Due to inappropriate sample selection and limited training data, a distribution shift often exists between the training and test sets. This shift can adversely affect the test performance of Graph Neural Networks (GNNs). Existing approaches mitigate this issue by either enhancing the robustness of GNNs to distribution shift or reducing the shift itself. However, both approaches necessitate retraining the model, which becomes unfeasible when the model structure and parameters are inaccessible. To address this challenge, we propose FR-GNN, a general framework for GNNs to conduct feature reconstruction. FRGNN constructs a mapping relationship between the output and input of a well-trained GNN to obtain class representative embeddings and then uses these embeddings to reconstruct the features of labeled nodes. These reconstructed features are then incorporated into the message passing mechanism of GNNs to influence the predictions of unlabeled nodes at test time. Notably, the reconstructed node features can be directly utilized for testing the well-trained model, effectively reducing the distribution shift and leading to improved test performance. This remarkable achievement is attained without any modifications to the model structure or parameters. We provide theoretical guarantees for the effectiveness of our framework. Furthermore, we conduct comprehensive experiments on various public datasets. The experimental results demonstrate the superior performance of FRGNN in comparison to multiple categories of baseline methods.

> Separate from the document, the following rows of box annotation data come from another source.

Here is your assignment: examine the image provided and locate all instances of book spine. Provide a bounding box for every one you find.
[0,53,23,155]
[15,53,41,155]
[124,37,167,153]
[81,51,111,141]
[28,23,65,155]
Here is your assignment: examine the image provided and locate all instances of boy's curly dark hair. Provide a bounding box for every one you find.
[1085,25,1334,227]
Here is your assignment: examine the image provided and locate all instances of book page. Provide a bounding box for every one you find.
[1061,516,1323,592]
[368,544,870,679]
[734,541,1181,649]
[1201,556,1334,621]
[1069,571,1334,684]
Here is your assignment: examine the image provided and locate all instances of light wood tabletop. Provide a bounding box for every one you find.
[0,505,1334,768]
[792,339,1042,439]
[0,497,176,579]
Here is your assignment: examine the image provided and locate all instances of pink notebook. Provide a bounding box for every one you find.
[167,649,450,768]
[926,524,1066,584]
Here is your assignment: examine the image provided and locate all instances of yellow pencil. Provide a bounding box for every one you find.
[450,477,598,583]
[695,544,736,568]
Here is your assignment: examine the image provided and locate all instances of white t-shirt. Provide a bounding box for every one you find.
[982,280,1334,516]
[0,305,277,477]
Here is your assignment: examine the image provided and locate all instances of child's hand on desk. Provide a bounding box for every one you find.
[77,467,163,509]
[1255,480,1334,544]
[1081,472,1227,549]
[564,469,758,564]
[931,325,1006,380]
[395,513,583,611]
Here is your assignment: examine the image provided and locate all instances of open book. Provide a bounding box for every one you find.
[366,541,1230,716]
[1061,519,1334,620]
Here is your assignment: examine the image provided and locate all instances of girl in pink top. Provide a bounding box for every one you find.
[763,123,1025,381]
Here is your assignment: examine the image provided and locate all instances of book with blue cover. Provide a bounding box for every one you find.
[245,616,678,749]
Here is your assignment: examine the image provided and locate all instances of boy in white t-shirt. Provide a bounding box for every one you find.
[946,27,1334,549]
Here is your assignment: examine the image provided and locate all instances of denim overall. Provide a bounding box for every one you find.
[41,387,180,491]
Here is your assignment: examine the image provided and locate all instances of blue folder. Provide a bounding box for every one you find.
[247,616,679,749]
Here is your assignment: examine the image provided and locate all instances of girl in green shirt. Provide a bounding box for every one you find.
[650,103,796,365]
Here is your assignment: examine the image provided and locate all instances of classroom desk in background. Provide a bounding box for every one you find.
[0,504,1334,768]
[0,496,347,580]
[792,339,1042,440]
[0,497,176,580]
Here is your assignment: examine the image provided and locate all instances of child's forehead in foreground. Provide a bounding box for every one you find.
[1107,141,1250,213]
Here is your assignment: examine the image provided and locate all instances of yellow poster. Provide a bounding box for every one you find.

翻译：由于不恰当的样本选择和有限的训练数据，训练集与测试集之间常存在分布偏移。这种偏移会对图神经网络（GNN）的测试性能产生不利影响。现有方法通过增强GNN对分布偏移的鲁棒性或直接减小偏移本身来缓解这一问题。然而，这两种方法都需要重新训练模型，当模型结构和参数不可访问时便无法实施。为解决这一挑战，我们提出FR-GNN——一个面向GNN进行特征重建的通用框架。FRGNN通过构建训练良好的GNN输出与输入之间的映射关系，获取类别代表性嵌入，进而利用这些嵌入重建标记节点的特征。这些重建后的特征被纳入GNN的消息传递机制，在测试阶段影响未标记节点的预测。值得注意的是，重建的节点特征可直接用于测试已训练好的模型，有效减小分布偏移并提升测试性能。这一显著成果的实现无需对模型结构或参数进行任何修改。我们为该框架的有效性提供了理论保证。此外，我们在多个公开数据集上进行了全面实验。实验结果表明，FRGNN相比多类基线方法具有更优性能。